Il n’y a pas de corrigé pour cette étape de la séquence, ce sont les élèves qui vont construire le réseau alimentaire à l’aide des cartes sur lesquelles ils trouveront les indications nécessaires pour placer les flèches correctement. Plusieurs solutions sont possibles.

Voici un petit exemple d’une chaine alimentaire qui pourrait être constituée par les élèves :

Les végétaux (les algues et la matière végétale en décomposition) formeront toujours le point de départ d’une chaine alimentaire car ils fournissent la matière organique aux individus qui s’en nourrissent et qui à leur tour seront mangé par d’autres individus.

Les élèves pourraient déposer les carte algues et gammare et placer une flèche allant des algues vers le gammare en disant : « Les algues sont mangées par le gammare ».

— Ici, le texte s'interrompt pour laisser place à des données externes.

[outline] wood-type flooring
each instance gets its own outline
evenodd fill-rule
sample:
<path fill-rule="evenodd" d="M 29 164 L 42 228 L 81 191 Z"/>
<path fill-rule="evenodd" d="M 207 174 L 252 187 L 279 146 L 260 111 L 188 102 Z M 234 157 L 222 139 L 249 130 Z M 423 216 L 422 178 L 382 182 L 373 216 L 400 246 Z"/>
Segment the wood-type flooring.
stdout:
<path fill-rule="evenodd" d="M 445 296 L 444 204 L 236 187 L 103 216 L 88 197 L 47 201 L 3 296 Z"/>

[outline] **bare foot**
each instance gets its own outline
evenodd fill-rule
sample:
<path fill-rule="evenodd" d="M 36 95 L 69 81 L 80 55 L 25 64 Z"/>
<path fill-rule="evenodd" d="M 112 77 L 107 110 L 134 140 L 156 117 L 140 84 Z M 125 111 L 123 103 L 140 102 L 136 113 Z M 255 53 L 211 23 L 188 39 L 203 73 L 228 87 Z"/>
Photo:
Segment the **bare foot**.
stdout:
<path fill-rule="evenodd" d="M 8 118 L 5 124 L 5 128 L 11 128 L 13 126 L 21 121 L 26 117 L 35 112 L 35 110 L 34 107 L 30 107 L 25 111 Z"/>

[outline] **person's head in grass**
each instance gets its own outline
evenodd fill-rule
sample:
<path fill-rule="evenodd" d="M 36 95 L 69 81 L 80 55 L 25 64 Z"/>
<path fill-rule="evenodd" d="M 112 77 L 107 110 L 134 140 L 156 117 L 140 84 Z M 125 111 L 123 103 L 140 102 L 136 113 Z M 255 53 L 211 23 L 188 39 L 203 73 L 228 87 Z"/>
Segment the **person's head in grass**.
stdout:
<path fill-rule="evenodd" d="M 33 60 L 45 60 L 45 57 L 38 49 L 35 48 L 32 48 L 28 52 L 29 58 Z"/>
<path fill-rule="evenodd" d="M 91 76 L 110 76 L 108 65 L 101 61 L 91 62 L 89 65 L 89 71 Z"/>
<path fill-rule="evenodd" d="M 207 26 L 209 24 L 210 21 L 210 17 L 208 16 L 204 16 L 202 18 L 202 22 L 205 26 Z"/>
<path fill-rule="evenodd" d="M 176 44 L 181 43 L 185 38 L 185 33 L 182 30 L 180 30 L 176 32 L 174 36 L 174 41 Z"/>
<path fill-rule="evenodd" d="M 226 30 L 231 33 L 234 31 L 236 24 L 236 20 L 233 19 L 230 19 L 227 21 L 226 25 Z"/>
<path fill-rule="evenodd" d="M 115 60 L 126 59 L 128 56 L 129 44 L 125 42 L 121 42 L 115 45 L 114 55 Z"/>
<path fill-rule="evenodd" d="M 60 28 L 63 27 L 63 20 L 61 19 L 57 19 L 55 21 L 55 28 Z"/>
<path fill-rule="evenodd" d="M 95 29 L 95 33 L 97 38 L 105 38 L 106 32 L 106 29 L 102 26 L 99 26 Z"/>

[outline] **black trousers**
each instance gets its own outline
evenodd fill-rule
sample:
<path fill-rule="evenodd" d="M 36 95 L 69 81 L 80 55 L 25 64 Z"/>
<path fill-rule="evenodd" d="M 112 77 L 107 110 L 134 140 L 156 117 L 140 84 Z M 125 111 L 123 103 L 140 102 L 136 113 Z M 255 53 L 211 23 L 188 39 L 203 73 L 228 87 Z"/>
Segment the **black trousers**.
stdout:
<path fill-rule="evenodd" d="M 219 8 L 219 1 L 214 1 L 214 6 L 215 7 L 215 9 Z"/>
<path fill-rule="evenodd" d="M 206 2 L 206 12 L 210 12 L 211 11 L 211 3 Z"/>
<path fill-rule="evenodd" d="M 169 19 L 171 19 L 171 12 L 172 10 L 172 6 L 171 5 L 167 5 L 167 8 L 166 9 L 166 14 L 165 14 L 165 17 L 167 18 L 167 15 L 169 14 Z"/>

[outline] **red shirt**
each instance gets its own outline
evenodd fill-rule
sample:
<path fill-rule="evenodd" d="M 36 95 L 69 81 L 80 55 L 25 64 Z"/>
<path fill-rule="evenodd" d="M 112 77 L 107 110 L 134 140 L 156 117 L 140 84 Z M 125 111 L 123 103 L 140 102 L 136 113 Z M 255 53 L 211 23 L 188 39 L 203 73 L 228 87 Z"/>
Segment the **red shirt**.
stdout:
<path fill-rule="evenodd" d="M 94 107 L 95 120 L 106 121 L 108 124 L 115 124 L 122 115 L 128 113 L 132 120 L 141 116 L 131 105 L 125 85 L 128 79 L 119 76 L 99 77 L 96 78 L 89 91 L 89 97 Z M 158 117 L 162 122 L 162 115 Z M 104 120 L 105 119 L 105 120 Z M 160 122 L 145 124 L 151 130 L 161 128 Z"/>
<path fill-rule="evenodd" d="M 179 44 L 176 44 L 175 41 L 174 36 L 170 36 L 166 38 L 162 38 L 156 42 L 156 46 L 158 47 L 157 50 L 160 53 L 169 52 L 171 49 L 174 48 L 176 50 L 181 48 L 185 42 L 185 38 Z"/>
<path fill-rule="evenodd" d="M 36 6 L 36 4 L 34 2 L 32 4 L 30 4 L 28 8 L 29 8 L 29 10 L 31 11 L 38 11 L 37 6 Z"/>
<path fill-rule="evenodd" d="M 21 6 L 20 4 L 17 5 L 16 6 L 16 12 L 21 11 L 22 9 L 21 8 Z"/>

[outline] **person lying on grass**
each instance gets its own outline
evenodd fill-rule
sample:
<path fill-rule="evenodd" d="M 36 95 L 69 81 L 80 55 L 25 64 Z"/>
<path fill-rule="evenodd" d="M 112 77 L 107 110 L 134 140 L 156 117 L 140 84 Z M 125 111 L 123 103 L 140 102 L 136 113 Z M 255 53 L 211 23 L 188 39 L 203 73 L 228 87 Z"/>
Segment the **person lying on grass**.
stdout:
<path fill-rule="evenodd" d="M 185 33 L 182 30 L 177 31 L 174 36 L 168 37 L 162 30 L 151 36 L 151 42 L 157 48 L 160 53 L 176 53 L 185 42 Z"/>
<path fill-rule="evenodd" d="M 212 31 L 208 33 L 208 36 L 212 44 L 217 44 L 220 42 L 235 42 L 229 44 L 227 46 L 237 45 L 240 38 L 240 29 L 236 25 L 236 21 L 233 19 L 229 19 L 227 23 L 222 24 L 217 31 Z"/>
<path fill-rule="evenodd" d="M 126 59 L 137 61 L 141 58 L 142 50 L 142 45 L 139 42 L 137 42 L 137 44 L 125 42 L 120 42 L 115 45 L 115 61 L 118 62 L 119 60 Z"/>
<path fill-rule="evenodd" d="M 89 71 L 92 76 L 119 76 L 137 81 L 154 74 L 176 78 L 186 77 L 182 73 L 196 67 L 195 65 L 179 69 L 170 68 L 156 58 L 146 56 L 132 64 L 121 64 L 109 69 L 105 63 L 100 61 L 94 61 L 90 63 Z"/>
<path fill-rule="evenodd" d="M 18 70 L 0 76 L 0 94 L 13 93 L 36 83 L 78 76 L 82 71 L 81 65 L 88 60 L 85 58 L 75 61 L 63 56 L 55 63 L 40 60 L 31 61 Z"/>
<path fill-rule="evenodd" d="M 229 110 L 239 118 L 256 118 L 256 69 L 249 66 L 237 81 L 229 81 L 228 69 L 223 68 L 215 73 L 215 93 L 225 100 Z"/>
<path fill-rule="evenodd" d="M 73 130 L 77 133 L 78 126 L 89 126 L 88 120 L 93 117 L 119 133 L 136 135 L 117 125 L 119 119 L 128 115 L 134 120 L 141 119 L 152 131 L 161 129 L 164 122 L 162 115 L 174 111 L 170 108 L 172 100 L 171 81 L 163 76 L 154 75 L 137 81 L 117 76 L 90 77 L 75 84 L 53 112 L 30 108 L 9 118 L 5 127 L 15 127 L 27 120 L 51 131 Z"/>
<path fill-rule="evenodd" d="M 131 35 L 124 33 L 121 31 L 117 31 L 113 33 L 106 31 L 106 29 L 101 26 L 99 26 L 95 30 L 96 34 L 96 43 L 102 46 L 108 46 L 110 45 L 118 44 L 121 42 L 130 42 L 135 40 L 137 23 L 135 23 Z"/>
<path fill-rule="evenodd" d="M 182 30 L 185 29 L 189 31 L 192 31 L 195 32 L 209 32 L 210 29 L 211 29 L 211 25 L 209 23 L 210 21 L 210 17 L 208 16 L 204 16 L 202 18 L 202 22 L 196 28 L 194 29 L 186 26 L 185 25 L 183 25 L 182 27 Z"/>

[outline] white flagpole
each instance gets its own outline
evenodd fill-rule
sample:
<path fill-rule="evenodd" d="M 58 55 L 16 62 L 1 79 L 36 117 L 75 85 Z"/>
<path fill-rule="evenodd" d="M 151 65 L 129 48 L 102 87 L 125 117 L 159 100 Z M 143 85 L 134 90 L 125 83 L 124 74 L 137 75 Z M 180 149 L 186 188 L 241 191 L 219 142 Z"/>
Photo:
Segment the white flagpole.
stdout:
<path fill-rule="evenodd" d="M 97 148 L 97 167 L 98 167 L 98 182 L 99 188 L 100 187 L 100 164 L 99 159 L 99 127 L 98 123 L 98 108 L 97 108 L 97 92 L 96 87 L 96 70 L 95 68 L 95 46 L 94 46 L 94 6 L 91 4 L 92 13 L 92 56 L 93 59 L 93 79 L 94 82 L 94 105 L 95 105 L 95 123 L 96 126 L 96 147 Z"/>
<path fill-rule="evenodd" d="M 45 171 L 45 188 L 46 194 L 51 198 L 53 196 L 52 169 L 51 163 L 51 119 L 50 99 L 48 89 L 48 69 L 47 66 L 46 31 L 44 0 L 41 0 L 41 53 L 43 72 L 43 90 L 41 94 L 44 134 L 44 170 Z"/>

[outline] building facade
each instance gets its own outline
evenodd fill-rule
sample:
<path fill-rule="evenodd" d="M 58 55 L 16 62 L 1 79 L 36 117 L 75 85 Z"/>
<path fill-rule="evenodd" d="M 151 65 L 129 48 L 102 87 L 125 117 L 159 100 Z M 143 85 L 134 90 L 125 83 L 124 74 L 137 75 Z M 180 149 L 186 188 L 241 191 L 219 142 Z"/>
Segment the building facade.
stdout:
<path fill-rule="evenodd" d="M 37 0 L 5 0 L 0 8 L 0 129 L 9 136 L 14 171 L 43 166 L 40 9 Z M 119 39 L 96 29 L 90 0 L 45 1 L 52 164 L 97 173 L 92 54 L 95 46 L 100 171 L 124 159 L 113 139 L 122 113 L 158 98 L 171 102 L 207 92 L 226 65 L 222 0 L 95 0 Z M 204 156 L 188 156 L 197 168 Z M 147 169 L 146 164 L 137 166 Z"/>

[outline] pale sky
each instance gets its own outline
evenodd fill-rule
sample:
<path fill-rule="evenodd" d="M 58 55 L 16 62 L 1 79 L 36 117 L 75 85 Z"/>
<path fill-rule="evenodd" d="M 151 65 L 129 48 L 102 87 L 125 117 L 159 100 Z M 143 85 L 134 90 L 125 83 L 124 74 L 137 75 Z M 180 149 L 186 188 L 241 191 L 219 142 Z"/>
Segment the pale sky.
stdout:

Ensuite, un autre élève pourrait placer la larve de libellule en disant « Le gammare est mangé par la libellule. ». Un autre élève pourrait également placer la carte de la larve de perle et la relier aux algues en disant « Les algues sont mangées par la larve de perle. » Ce qui permettrait à un élève de placer la carte du poisson chabot en disant « La larve de perle est mangée par le chabot. » qui à son tour est mangé par le cincle plongeur…etc.  L’exercice se poursuit de cette manière jusqu’à avoir constitué un véritable réseau alimentaire.

Les informations à propos des régimes alimentaires des différents individus, les élèves les lisent sur les cartes. Sur chaque carte, le régime alimentaire de l’individu représenté est spécifié.